I just got (and accepted) a quote from Elephant for *£285* fully comp, protected no-claims and thats in Northern Ireland!!!

When getting the quote I noticed that the no claims bonus box allowed for up to 15 years NCB - I had always thought 7 was the maximum. Although my renewal from direct line said 7+ years I tried putting in 15 just to see and it reduced by £100 (from 385 to 285).

I phoned elephant to see if they would accept the 15 years - they looked up their records & saw that I had been with them prior to direct-line and had 10 years NCB at that time no said it would be fine.
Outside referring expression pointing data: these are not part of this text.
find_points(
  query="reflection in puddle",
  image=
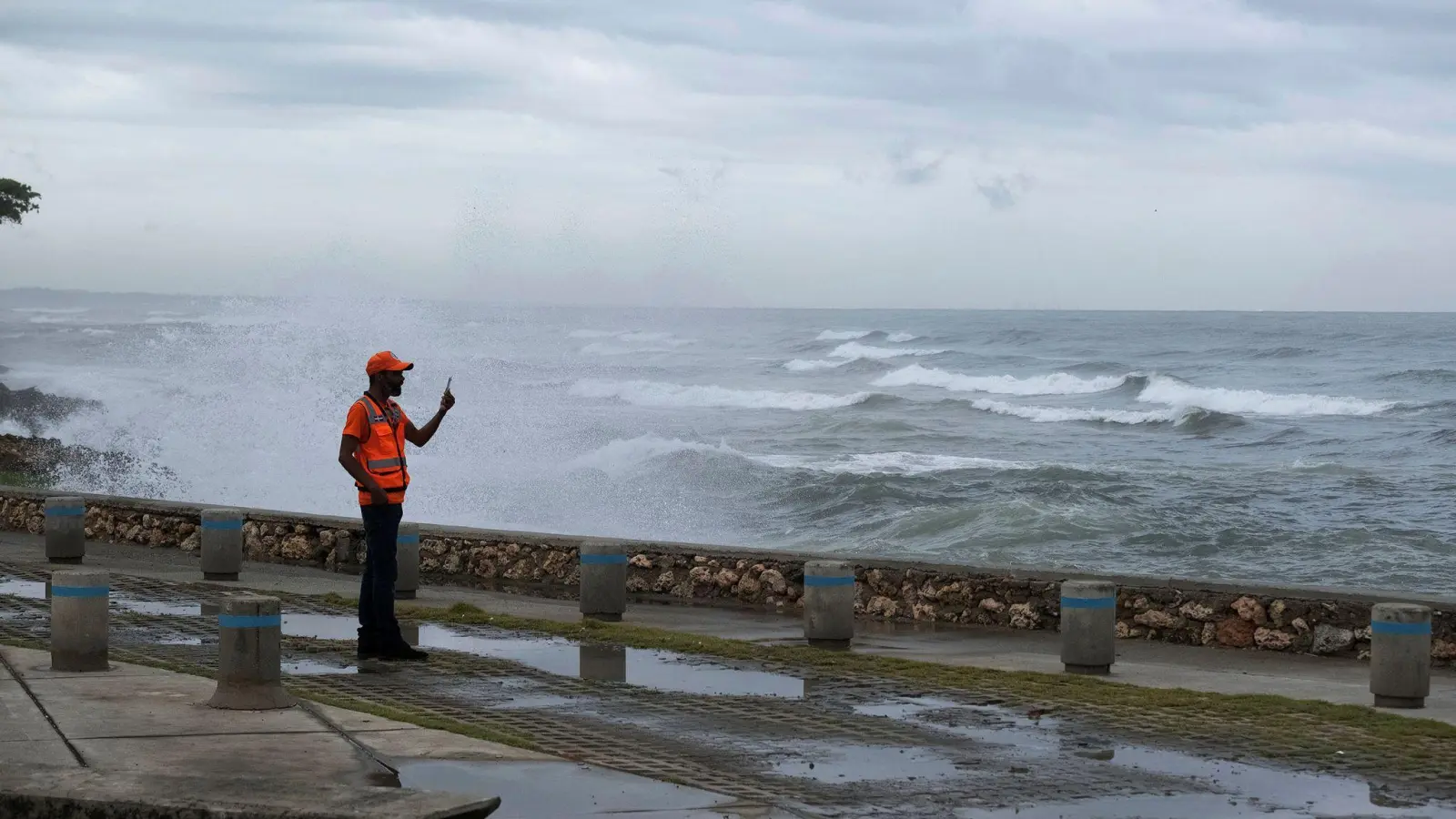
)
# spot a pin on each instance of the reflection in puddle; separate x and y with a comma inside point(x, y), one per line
point(1205, 806)
point(543, 702)
point(612, 663)
point(320, 627)
point(29, 589)
point(315, 666)
point(1239, 789)
point(864, 763)
point(983, 723)
point(557, 789)
point(157, 608)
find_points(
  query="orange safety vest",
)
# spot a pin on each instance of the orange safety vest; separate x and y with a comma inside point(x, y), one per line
point(382, 453)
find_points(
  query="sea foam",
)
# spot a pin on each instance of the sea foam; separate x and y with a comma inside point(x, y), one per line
point(660, 394)
point(1053, 383)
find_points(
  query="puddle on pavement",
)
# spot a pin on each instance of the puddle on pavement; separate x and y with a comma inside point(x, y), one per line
point(864, 763)
point(320, 627)
point(1239, 789)
point(555, 789)
point(157, 608)
point(1023, 734)
point(1206, 806)
point(315, 666)
point(28, 589)
point(611, 663)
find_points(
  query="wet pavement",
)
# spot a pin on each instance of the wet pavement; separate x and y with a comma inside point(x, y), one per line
point(805, 742)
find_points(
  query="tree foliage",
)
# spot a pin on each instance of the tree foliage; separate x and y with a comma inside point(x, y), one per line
point(16, 200)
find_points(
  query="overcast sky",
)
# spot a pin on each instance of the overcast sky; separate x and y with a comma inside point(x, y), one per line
point(965, 153)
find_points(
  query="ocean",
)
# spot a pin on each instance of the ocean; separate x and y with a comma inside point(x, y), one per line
point(1274, 448)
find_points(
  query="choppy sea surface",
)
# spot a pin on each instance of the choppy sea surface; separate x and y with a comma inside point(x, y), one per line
point(1281, 448)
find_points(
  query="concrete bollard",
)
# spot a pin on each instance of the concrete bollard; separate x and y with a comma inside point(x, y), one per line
point(1400, 654)
point(249, 654)
point(1088, 627)
point(606, 663)
point(65, 530)
point(603, 581)
point(407, 554)
point(829, 602)
point(80, 620)
point(222, 544)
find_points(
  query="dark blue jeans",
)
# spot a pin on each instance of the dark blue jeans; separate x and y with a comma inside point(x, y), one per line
point(378, 625)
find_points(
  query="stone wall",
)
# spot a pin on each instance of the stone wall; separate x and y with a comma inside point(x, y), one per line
point(1172, 611)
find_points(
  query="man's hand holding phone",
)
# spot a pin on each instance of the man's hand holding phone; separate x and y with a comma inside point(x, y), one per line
point(448, 399)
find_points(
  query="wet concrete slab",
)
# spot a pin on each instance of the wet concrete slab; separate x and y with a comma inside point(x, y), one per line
point(662, 671)
point(846, 748)
point(36, 753)
point(295, 758)
point(162, 704)
point(529, 790)
point(26, 589)
point(19, 717)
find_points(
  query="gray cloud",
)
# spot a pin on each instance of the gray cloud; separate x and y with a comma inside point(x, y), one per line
point(647, 140)
point(1002, 193)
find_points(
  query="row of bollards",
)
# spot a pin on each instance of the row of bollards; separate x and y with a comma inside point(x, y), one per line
point(1400, 632)
point(222, 542)
point(251, 625)
point(249, 629)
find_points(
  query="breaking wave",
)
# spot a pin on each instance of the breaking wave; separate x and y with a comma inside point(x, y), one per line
point(805, 365)
point(1256, 402)
point(887, 462)
point(1188, 419)
point(1063, 414)
point(660, 394)
point(1421, 376)
point(623, 455)
point(1055, 383)
point(855, 350)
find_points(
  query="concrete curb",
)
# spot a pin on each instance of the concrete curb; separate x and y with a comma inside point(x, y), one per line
point(36, 792)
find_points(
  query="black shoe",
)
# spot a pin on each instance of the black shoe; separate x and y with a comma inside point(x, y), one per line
point(402, 653)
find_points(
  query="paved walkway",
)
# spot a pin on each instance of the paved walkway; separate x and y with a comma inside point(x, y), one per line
point(145, 724)
point(753, 739)
point(1154, 665)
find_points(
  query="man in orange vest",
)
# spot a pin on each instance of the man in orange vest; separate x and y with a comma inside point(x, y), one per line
point(373, 452)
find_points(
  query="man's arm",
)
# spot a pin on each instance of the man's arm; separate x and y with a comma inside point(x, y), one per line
point(421, 436)
point(349, 445)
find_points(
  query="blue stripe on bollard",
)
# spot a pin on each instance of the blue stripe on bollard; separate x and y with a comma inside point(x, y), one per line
point(1088, 602)
point(1405, 629)
point(80, 591)
point(249, 622)
point(822, 581)
point(603, 560)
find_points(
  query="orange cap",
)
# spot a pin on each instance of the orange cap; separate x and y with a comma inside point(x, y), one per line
point(386, 360)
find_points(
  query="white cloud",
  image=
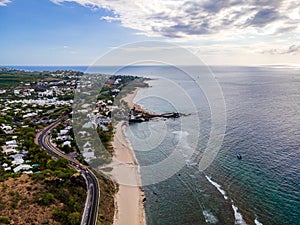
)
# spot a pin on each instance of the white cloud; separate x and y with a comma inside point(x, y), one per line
point(4, 2)
point(240, 26)
point(184, 19)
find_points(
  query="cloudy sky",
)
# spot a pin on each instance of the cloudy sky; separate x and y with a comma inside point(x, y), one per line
point(77, 32)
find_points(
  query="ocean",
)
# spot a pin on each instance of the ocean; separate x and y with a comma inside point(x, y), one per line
point(262, 123)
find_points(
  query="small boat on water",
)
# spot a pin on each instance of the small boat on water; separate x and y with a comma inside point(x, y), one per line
point(238, 155)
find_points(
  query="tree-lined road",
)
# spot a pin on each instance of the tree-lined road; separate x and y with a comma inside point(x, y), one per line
point(90, 213)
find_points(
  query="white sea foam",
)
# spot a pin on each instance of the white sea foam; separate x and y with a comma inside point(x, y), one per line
point(238, 217)
point(257, 222)
point(209, 217)
point(216, 185)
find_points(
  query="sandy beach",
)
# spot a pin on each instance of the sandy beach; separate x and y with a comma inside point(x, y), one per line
point(129, 199)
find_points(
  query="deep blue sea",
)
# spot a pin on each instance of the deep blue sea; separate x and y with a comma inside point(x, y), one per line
point(262, 124)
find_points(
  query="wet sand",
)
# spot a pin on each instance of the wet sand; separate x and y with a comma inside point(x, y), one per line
point(129, 199)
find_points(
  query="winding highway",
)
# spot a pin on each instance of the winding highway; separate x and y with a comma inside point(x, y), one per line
point(90, 213)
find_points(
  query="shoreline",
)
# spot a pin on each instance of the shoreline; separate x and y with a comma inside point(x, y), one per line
point(129, 207)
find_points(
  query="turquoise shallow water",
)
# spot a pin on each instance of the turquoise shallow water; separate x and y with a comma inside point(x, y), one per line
point(262, 106)
point(263, 125)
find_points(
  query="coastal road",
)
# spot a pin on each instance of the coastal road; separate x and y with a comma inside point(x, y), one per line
point(90, 213)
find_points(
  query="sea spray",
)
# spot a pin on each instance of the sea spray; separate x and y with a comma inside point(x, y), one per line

Still cant believe it!!!

(BTW - I'm 48 and never had an insurance claim, 2.0 TTC)


----------



## ajayp (Nov 30, 2006)

adamholland31288 said:


> there is yeh..... cant remember there name though they posted a forum on here not long back.... may of been greenline but cant be sure.....
> i am shocked i mean mines only 250 ish more than you and im only 23! cant complain thought it would be more for where i live aswel being essex!
> -
> if it keeps going down at the rate it is i will be laughing! shopping around and threatening to go with someone else always seems to work!


Just tried elephant, they quoted me £817 !!  - you did well!


----------



## going..going..gone (Oct 12, 2011)

When I purchased last Oct, I moved across from a 2005 Honda S2000, Admiral said my premium would *INCREASE* to £876

INCREASE!!! W T F i said....

I called them out on this and said cancel my insurance I'm moving to another provider.

They re-quoted at £550 for a BT post code


----------



## Patrizio (Feb 1, 2012)

much of insurance prices quoted are simply down to the postcode you're in, my TTRS insurance was £650, but then again i am 39 years old...


----------



## mr pee (May 9, 2011)

I am paying £301 with LV with £150 excess I was over the moon with this quote thought it would be £400 plus but I am aged 55 full no claims and one SP30


----------



## adamholland31288 (Nov 8, 2011)

luckily i have no points! at my age it would probably rocket my insurance!


----------



## sTTranger (Oct 21, 2008)

Mines £1450 for my TTRS with admiral, im 28 and 3 years no claims

But that is with all mods declared


----------



## Patrizio (Feb 1, 2012)

sTTranger said:


> Mines £1450 for my TTRS with admiral, im 28 and 3 years no claims
> 
> But that is with all mods declared


Id be interested to know what mods you got because im planning on doing some to mine but not sure what the insurance damage would be... [smiley=bigcry.gif]


----------